I think one mistake I made is trying to run the different parts of the protocol in parallel, i.e. processing a message, accepting messages, sending heartbeats etc. It probably makes more sense for the raft part to basically be single threaded.
> That is what I was thinking. But does that mean you just pepper your command processing logic with guards that you are still actually the leader?
Yep. It's annoying to code it this way but you have to. One way to make this relatively clean is via throwing and catching exceptions if your language has good support for it.
Also agree re single-threadedness. In some ways raft assumes a single state machine loop running on a node at any point. Concurrency introduces additional non determinism to the state machine and isn't really accounted for in the formal spec.
I've heard great things about etcd source and how clean it is. I've never studied it but it might give you some pointers on best practices.
If you can avoid multithreading in the design of your consensus protocol, this also means that your implementation becomes more deterministic.
If you can have the design fully deterministic by stubbing out the message passing, storage and time source (by representing time as ticks), then you can do deterministic simulation fuzzing like we do in TigerBeetle, which is a high velocity testing technique for finding/reproducing/fixing interesting (and rare) distributed systems bugs: https://github.com/coilhq/tigerbeetle#simulation-tests
My implementation is multithreaded and parallel (ie I have multiple cores). The way I handle this is to have the leader check if it's still the leader before it does anything. That flag (`iamtheleader`) is set and read behind a mutex. I guess there's a race condition (old leader initiates read right before rpc sets that leader has ceded) but I never hit it. I guess the right way to do it is that the rpc that handles ceding should kill other rpc threads but that seems fraught. I wonder if there's some kind of interrupt request handler type thing in threading models...
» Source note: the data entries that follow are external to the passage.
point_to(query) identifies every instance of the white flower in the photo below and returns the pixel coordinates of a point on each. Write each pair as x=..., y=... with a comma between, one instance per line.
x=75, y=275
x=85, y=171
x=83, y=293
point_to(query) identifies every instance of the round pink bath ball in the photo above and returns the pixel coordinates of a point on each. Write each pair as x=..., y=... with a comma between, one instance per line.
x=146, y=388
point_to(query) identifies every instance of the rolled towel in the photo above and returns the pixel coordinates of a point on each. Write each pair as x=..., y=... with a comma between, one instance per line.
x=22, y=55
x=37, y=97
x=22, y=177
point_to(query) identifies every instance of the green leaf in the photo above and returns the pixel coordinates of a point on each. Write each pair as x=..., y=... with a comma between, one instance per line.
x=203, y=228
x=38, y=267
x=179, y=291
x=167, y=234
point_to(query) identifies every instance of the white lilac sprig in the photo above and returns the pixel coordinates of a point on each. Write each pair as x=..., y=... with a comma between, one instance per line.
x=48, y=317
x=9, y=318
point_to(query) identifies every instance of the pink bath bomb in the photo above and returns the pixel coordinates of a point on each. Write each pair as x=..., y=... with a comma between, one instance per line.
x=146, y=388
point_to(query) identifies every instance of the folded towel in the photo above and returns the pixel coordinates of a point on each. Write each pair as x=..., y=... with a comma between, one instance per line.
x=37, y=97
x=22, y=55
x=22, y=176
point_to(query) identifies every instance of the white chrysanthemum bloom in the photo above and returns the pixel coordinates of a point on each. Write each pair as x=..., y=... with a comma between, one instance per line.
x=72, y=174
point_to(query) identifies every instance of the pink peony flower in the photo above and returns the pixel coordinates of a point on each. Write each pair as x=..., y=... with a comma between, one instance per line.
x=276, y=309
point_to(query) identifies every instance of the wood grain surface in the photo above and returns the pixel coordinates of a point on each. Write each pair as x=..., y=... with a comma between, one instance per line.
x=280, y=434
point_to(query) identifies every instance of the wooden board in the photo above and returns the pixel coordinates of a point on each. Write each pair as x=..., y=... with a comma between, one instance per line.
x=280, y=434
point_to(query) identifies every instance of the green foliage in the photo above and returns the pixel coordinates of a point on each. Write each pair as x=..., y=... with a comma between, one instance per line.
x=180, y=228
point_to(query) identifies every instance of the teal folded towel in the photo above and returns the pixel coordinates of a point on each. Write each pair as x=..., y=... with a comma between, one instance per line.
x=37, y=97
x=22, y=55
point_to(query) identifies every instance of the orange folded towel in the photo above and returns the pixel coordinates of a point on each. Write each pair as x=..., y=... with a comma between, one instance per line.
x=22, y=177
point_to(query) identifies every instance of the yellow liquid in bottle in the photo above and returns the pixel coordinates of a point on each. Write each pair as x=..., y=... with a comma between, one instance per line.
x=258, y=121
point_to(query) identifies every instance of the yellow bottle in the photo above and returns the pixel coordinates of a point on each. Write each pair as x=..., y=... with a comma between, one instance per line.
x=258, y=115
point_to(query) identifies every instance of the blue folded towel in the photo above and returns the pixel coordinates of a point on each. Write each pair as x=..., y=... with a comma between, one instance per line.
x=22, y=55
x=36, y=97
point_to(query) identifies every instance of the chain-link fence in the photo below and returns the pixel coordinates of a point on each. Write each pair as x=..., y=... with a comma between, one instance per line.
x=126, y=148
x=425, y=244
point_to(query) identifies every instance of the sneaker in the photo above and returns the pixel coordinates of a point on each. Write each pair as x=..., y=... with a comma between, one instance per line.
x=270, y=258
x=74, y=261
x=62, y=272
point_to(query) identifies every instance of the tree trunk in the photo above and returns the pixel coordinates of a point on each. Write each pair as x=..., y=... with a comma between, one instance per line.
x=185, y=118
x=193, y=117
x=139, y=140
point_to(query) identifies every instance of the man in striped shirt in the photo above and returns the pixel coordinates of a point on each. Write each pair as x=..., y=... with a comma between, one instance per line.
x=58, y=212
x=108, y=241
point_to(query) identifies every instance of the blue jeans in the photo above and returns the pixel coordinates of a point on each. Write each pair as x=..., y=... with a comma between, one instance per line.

In my implementation, in each AppendEntries request, the leader includes X commits starting from nextIndex. The follower either accepts all X commits, or reject all of them. If the follower accepted all commits, the leader moves nextIndex to (X + nextIndex when the request was sent). See code here (matchIndex = nextIndex + X - 1): https://github.com/ditsing/ruaft/blob/master/src/sync_log_en....
Recently our consul and nomad clusters both blew up within a day of each other.
In some crazy twist of luck, Amazon removed the underlying instances that happened to run the leaders to both clusters. This was in our QA environment so they were all t2.nanos.
In this situation, shouldn’t we just expect the other two nodes to hold an election and elect a new leader? Isn’t this the most plain vanilla use case there is?
In both situations, the clusters got stuck without leaders indefinitely because they got stuck trying to ping the leader to see if they could hold an election (how could they?? the whole point of the election is because the leader disappeared). And the only way to recover was to do some insane dance of building a JSON file and hard coding IPs.
Based on some research, it seems like we need to hard code IPs to avoid this in the future. This seems like a huge smell and goes against everything I’ve ever read about raft and the idea of self healing clusters.
What am I missing here? I don’t remember ever having to deal with this with mongodb in 2014.